Amalfi, il giornalista Sigismondo Nastri ed il suo ricordo di San Giuseppe Moscati

Oggi a Napoli si celebra San Giuseppe Moscati ed il giornalista amalfitano Sigismondo Nastri ha voluto ricordarlo con un post sulla sua pagina Facebook: «Una volta, a Napoli, su una ricetta consegnata ad un ammalato, affetto da una grave infermità, all’elenco dei farmaci da assumere, il professore Giuseppe Moscati fece seguire una postilla: “Tornando in Amalfi, fermatevi a Valle di Pompei, confessatevi e comunicatevi. Questa è la prima medicina”.

E ancora: quando il suo amico Antonio Nastri (fratello di mio nonno), che esercitava la professione medica ad Amalfi, gli pose domande sulla possibilità, per un laico, di raggiungere la perfezione evangelica, in data 8 marzo 1925, rispose che, in ogni condizione sociale, si può fare del bene.

“[…] Il medico – gli scrisse in una lettera – si trova poi in una posizione di privilegio, perché si trova tanto spesso al cospetto di anime che, malgrado i loro passati errori, stanno lì lì per capitolare, e far ritorno ai principi ereditati dagli avi, stanno lì ansiose di trovare un conforto, assillate dal dolore. Beato quel medico che sa comprendere il mistero di questi errori, e infiammarli di nuovo!
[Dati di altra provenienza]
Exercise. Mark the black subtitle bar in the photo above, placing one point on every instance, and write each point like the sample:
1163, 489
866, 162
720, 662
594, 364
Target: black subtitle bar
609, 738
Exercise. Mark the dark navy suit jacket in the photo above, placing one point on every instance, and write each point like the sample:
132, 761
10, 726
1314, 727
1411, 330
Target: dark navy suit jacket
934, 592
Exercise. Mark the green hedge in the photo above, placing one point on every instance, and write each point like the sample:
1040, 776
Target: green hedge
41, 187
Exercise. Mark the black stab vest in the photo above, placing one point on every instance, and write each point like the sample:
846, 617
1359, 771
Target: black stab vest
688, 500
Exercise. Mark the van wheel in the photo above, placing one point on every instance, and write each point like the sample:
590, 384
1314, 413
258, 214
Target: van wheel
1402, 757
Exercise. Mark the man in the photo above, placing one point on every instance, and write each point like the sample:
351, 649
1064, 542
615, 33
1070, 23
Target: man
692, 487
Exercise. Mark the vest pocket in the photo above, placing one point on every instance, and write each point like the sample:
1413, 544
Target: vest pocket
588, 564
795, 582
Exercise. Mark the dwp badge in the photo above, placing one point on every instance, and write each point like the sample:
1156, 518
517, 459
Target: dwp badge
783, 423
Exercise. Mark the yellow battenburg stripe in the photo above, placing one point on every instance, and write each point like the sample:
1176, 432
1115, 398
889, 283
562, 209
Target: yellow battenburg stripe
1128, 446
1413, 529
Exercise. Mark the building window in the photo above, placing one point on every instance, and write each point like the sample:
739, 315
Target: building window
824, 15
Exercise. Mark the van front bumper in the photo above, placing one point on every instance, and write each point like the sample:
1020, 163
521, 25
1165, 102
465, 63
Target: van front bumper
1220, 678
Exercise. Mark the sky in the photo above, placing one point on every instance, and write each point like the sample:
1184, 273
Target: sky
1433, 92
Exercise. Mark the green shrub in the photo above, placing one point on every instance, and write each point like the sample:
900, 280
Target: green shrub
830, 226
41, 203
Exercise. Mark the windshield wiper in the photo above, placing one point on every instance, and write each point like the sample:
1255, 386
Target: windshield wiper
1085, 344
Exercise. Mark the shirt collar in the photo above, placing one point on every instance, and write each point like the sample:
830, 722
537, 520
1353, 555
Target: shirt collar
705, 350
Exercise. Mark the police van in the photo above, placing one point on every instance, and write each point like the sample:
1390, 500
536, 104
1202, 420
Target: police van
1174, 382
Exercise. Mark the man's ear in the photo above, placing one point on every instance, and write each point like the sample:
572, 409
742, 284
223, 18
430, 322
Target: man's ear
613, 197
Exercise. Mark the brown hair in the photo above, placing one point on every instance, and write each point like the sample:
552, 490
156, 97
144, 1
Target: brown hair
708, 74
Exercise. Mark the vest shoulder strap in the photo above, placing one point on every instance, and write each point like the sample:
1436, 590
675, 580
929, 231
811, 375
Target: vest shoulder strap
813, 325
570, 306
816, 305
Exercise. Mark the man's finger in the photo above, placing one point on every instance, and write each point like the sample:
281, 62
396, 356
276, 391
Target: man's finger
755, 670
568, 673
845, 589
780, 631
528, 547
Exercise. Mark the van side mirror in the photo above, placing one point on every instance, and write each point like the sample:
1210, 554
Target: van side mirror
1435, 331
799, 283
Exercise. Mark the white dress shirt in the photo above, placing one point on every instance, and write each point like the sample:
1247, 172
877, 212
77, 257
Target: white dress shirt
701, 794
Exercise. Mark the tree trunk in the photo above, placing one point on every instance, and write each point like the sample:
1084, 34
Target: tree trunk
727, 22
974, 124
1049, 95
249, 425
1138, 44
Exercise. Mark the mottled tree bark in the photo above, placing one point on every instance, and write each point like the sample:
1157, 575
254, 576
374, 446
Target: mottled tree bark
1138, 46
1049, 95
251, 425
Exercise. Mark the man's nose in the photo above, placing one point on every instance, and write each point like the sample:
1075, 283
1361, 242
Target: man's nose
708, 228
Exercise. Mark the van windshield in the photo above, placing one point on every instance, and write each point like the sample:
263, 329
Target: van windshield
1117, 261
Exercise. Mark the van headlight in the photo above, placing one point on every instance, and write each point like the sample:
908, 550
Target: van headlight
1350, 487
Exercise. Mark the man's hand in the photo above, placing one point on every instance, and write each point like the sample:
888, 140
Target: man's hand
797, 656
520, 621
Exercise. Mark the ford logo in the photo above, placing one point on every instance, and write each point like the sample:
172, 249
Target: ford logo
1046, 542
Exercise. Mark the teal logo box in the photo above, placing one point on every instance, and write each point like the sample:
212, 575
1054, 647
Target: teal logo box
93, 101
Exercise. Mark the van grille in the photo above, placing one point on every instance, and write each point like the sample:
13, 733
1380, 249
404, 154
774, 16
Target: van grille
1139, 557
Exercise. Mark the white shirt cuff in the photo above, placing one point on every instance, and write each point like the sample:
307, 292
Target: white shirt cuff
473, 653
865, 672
Ma è indubitato che la vera perfezione non può trovarsi, se non estraniandosi dalle cose del mondo, servendo Iddio con un continuo amore, e servendo le anime dei propri fratelli, con la preghiera, con l’esempio, per un grande scopo, per l’ ‘unico scopo’ che è la loro salvezza eterna. […]”.

Alla morte, avvenuta il 12 aprile 1927, le testimonianze rese dal Nastri contribuirono a creare le premesse per l’avvio del processo di beatificazione.

Curando i corpi, insomma, il Moscati era capace di giungere fino alle anime, ottenendo già con la parola – notò l’arcivescovo Mons. Ercolano Marini, suo primo biografo – “mirabili effetti”. Ecco, ad esempio, cosa aveva scritto, il 29 aprile 1922, a Consolina Santero, signorina di buona famiglia, che attraversava un periodo di depressione per il risultato insoddisfacente di un esame: “Mi è capitato di leggere, trovandomi a casa del mio amico l’avvocato Riviello, una vostra lettera, allora pervenuta alla sorella Ginevra… Perché mi è stata pôrta a leggere quella sconsolatissima lettera? Perché sono un medico, e mi è lecito penetrare nei segreti di ogni anima. Io non comprendo tanto vostro sconforto! Somigliate per altro moltissimo ai nostri studenti alla vigilia degli esami: durante l’anno, ilari, spensierati, poco amici del tavolino di studio; in prossimità della fine dell’anno tutti mogi mogi, pessimisti; imprecano contro la vita e le fatiche e i dolori!… Via, siate superiore, e tirate innanzi, ché la vita è gioconda! E – a questa massima epicurea – aggiungo un’altra sommamente cristiana. E’ necessario vivere, per compiere il bene ad ogni istante. E per compiere il bene, è assolutamente doveroso resistere a tutte le tentazioni di riposo, di sfibramento. Vincete voi stessa. Mangiate bene e iper-nutritevi; la notte dedicatela a dormire e non a pensare a mille cose angosciose… E Iddio vi ridonerà la serenità, e alla vostra famiglia la gioia di sapervi bene”.

La lettera, in fotocopia (in calce all’articolo) – è ipotizzabile che l’originale sia all’Archivio Moscati a Napoli -, fu trovata a Salerno nell’abitazione della Santero (parente di mia moglie) quando lei morì, in veneranda età, anni fa. Ritengo che si tratti di un documento straordinario e di scottante attualità, in un’epoca caratterizzata da crisi esistenziali, specialmente a livello giovanile. Altro che sedute di psicoterapia, così di moda!».